Concern that control would lie in the hands of the BBC, not the academic institution. The BBC sought to support the education of citizens and the national interest. The OU had different concerns. Sometimes there were clashes over scheduling and content.

Concern that broadcast material should not be assessed as some people were out of broadcast range (because they lived in remote areas or in prison) and some people would not be able to see the programmes (due to shift work or competition from family members, or because they could not access a television).

Concern that costs were high. For most courses (modules the OU could afford one programme of 24 minutes which included film and a second programme filmed in a studio, often consisting largely of talking heads.

Concern about the content. As it was assumed that students would see each broadcast only once. The number of television transmission slots available to the OU did not grow at the same rate as the number of OU broadcasts and, by 1978 about 20 per cent of OU television broadcasts had only one transmission. There was quite a lot of repetition in broadcasts. Moreover, as the programmes were aimed at general viewers as well as students, the material was not always focused on the module.

Concern that few academics were good at using television to aid communication and support learning.

Concern that academic critics would see the ingenious models and well-made films and conclude that the OU was an academic lightweight. Some OU programmes appear to be almost deliberately dour, perhaps to give the impression that learning is a serious matter.

Concern that as modules ran for around a decade, topicality was hard to arrange. For example the first, generic, level 1 arts module, A100 ran 1971-78. It was succeeded by A101 1978, A102, 1987 and A103, 1998.

Concern that the technology would form a barrier between learners and tutors when tutorials were used to play recordings of television broadcasts.

Although the OU did not take a linear journey from passive learning to support for active learning there was a general move away from the idea that knowledge could be transmitted to students towards the idea that through dialogue, knowledge was built by learners. While some early films featured authoritative men employing alienating language with little regard for participative learning there were exceptions. These included David Boswell’s sociology film, made in a hostel for ‘the mentally subnormal’ according to the parlance of the time, showed the group relationships through use of a hidden camera. There was little editing as the aim was that students could form their own opinions and use it as a starting point for discussion.
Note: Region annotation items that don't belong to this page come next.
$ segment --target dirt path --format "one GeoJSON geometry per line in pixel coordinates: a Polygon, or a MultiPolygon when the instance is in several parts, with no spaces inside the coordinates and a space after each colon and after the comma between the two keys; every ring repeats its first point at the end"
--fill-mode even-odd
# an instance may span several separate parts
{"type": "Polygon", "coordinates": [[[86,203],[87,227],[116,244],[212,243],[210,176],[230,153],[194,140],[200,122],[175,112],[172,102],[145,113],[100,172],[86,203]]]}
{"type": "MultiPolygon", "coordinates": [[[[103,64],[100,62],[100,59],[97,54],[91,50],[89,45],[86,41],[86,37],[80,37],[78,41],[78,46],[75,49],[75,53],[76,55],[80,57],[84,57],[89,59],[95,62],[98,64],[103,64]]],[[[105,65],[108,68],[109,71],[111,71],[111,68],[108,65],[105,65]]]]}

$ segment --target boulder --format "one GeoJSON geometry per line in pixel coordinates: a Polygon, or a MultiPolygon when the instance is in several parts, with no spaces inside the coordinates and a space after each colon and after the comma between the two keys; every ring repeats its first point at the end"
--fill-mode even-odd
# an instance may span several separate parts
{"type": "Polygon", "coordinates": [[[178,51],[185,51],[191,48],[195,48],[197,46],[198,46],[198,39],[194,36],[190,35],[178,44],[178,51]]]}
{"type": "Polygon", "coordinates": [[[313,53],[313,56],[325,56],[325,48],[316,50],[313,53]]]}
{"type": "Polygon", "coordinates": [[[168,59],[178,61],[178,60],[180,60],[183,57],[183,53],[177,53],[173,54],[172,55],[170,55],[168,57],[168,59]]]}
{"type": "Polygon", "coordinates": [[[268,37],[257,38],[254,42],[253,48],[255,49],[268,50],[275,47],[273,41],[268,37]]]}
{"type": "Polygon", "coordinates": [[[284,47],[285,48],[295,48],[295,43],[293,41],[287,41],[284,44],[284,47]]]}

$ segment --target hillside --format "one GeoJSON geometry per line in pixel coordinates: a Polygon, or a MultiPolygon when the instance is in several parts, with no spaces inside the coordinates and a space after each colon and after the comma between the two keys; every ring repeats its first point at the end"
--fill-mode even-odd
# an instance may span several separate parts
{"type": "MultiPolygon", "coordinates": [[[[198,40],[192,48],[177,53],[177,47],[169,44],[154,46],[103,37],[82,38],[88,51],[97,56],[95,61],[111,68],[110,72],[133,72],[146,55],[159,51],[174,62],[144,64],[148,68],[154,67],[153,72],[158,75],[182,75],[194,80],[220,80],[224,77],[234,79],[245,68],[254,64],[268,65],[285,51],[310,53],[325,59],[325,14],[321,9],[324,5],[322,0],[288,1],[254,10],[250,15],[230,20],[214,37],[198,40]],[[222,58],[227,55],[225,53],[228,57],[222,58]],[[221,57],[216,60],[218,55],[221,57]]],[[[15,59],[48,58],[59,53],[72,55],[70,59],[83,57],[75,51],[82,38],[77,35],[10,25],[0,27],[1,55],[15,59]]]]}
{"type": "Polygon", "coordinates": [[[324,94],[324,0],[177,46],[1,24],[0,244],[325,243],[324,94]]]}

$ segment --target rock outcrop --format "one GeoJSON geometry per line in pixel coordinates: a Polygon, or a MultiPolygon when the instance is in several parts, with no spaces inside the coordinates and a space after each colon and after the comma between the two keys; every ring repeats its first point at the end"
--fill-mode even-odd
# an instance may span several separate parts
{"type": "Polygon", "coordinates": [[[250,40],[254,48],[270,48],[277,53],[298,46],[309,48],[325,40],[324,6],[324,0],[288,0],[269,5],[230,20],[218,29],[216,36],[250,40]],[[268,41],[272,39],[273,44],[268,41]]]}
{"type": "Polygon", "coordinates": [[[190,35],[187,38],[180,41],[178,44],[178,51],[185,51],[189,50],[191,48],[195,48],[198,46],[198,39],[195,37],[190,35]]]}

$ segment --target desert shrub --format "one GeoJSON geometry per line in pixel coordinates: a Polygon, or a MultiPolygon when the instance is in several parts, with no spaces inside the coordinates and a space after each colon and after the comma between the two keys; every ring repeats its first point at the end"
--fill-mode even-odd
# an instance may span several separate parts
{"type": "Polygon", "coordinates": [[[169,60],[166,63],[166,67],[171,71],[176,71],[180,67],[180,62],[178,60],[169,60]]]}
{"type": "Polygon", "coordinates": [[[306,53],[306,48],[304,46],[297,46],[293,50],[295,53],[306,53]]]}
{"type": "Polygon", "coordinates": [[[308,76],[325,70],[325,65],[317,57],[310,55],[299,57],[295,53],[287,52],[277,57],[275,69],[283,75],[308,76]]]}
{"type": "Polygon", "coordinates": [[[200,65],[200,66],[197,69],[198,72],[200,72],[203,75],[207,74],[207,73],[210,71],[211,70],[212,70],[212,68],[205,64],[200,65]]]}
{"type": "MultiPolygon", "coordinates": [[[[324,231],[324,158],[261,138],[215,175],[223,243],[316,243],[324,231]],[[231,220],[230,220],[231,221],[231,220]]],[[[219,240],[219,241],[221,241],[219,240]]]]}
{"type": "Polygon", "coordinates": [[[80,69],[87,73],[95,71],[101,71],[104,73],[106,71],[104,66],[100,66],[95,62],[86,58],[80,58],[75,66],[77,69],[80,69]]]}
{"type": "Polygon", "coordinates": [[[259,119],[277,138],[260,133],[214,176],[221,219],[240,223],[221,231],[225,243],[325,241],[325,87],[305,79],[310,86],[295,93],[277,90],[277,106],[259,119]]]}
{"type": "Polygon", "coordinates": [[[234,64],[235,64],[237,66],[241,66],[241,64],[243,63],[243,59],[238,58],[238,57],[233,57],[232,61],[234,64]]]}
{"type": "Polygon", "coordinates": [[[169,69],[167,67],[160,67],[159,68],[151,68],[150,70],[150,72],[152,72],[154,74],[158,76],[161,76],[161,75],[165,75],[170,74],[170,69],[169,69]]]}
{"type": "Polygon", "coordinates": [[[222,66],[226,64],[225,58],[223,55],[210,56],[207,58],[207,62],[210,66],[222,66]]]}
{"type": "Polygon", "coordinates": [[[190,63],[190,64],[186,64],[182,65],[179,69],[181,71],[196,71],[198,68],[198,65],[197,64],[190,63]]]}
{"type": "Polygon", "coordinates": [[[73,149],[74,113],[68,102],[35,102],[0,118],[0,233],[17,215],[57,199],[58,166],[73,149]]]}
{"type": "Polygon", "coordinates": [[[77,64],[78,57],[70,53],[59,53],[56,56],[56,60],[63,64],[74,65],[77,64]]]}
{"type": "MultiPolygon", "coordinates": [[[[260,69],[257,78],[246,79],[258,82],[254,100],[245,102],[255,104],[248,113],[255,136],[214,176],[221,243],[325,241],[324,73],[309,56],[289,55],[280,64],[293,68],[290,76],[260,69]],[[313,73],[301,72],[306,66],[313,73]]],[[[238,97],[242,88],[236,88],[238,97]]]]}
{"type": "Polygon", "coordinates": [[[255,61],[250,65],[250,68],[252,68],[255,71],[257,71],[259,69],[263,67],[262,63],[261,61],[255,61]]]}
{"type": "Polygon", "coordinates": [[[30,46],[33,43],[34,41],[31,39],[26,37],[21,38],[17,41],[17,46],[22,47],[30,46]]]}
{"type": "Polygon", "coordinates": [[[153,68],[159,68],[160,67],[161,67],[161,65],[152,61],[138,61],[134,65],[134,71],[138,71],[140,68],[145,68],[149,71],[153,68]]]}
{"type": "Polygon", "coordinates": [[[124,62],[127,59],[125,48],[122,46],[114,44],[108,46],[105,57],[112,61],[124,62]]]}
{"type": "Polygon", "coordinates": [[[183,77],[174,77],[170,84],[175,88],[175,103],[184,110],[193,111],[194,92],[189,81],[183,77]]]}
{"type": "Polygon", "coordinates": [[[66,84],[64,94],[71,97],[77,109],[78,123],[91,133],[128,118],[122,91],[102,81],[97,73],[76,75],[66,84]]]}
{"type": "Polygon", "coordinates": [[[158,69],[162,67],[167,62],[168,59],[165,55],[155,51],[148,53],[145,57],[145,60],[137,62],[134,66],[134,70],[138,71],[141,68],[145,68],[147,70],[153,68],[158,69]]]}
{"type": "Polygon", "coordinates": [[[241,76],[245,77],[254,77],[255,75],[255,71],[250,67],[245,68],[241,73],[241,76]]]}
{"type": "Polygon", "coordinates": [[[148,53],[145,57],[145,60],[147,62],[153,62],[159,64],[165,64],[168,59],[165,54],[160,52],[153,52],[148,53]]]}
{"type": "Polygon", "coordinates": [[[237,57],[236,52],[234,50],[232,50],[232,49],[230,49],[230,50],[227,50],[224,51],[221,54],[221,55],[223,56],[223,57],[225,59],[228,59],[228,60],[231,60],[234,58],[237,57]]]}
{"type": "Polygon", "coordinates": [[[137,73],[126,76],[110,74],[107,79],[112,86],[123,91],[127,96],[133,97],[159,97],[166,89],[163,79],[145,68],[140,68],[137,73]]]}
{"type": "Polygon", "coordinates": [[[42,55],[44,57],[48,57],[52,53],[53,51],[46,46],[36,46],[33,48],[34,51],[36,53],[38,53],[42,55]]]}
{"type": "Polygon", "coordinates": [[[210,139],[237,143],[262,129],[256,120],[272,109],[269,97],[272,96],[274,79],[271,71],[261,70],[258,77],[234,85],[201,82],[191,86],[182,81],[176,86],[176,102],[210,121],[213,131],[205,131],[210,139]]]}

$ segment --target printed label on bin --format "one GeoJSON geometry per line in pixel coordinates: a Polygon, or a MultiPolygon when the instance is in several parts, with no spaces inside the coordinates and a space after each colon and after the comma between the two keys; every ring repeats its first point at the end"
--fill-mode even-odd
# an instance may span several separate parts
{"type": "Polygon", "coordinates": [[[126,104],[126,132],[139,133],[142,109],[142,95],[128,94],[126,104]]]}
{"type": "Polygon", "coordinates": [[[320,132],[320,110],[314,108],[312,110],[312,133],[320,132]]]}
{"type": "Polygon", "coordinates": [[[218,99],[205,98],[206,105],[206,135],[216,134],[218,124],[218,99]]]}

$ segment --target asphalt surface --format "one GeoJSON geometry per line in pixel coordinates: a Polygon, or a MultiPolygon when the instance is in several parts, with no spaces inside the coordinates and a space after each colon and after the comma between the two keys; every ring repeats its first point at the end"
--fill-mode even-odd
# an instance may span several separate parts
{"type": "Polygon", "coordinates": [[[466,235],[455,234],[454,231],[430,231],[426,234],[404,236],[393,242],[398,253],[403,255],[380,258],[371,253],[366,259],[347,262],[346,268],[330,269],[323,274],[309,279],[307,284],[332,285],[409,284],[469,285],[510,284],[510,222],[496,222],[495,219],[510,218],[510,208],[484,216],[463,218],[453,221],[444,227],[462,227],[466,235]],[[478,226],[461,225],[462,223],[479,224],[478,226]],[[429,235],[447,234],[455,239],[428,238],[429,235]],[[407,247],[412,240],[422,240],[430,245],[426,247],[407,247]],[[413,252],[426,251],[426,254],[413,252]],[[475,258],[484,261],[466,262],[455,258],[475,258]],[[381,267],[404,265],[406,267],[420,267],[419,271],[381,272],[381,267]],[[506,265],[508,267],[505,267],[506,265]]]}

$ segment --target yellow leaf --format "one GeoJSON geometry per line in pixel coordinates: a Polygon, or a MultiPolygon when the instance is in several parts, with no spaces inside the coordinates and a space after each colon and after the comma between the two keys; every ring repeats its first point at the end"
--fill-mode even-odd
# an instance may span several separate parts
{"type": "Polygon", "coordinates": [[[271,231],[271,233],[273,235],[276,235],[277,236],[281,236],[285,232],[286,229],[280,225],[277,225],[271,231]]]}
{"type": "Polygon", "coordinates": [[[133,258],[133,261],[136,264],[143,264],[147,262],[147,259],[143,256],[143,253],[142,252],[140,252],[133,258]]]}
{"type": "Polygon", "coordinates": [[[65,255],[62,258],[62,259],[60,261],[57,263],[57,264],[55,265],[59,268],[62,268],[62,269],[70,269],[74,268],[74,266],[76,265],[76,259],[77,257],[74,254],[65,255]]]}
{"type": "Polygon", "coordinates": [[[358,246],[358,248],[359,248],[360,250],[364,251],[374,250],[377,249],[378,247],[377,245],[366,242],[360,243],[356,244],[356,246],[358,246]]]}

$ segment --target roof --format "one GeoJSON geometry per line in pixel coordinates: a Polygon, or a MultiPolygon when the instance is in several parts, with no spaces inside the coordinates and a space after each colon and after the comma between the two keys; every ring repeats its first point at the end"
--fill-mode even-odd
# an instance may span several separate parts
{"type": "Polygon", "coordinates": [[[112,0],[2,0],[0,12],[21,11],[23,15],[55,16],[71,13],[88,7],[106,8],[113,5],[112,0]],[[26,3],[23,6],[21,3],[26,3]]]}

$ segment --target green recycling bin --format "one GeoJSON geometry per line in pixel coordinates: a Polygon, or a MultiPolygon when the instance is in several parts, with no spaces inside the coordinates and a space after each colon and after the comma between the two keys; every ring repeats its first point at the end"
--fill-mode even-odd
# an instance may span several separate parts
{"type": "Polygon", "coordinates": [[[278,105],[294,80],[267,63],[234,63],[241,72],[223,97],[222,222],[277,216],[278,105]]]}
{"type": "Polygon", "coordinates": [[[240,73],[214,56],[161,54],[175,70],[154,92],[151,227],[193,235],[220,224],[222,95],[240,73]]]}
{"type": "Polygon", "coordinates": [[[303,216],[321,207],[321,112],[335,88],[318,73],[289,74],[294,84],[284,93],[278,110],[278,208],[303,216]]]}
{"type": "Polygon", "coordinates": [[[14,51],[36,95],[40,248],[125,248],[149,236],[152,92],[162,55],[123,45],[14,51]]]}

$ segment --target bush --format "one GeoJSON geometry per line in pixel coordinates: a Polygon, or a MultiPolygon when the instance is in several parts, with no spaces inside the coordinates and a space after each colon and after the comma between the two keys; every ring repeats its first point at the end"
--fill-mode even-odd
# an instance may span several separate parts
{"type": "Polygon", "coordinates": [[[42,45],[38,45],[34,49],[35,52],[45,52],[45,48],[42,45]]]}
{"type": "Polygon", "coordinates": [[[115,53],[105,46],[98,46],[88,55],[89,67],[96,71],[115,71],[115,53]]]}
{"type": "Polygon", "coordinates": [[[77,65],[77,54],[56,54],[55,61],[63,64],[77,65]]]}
The BBC producer explained that the programme ‘represented slowed down reality upon which the student can wreak his sociology’.

Assessing the teaching of history at the OU Arthur Marwick noted that ‘the emphasis throughout is not upon the teacher offering some kind of performance … but on encouraging the student to do the discussing, to develop the skills … We attempt not to purvey facts and opinions but to encourage the student to argue over and discuss various ideas.’ Marwick’s aim was ‘to leave each piece of film to speak for itself without being overlaid by an intrusive commentary’.

Sometimes it was difficult to strike an appropriate balance between academic and presentational ambitions. In the Science Foundation Course programme a presenter called fluorine ‘the Tyrannosaurus Rex of gases’ and thus triggered an animated cartoon form of a roaring dinosaur in a crown while a colleague employed the phrase ‘going down the scale’ and then played a recorder on screen.

Measuring the time spent by talking heads, how far the transmissions encouraged collaborative learning, if enthusiastic experts were introduced, if there was a variety of approaches and if the viewer was assigned the role of intelligent adult, curious and eager to learn, it is clear that as the size and weight to cameras fell and staff became more experienced the teaching improved.